Operating Cumulocity IoT DataHub
This section describes how you can access system information, usage statistics, and audit logs.
This section describes how you can access system information, usage statistics, and audit logs.
In the navigator, select Administration and then System status to get information about the system configuration and its status.
Under Microservice you will find the status of the microservice, which is either marked as green or red. This status reflects whether the microservice can be accessed from the web application. If the microservice is accessible, its current version is shown.

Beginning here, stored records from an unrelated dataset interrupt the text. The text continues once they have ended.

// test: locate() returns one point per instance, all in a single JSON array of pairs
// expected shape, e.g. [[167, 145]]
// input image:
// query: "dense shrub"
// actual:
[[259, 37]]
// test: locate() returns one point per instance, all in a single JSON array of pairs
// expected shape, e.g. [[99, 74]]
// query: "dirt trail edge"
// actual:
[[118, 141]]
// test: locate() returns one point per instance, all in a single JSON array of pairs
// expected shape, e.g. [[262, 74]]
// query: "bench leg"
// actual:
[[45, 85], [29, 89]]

If not, check the status of the microservice and its logs as described in section Administration > Managing applications in the Cumulocity IoT User guide.
Under Web application you will find the version of the web application.

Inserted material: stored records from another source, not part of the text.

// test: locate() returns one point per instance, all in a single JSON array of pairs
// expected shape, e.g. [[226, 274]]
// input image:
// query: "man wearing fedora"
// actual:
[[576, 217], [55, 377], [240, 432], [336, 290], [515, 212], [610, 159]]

Under Dremio you will find the status of Dremio, which is either marked as green or red. This status reflects whether Dremio can be accessed from the microservice. If Dremio is accessible, its current version is shown. If not, check the status of the microservice and its logs as described in section Administration > Managing applications in the Cumulocity IoT User guide.
Under Management you will find the setup of the system. If you expand that box by clicking on the arrow to the right, all relevant system properties and their values are listed. Note that these values cannot be modified for a running microservice. The tenant administrator needs to redeploy the microservice with corresponding new values.
If enabled, Cumulocity IoT DataHub tracks usage statistics on the amount of data being processed. These statistics are collected for offloading queries and track the amount of data these queries read from the Operational Store of Cumulocity IoT. The statistics are also collected for ad-hoc queries and track the amount of data these queries read from the data lake. The usage statistics can be utilized for a volume-based charging. They can also be utilized to pinpoint resource-intensive queries in terms of network load.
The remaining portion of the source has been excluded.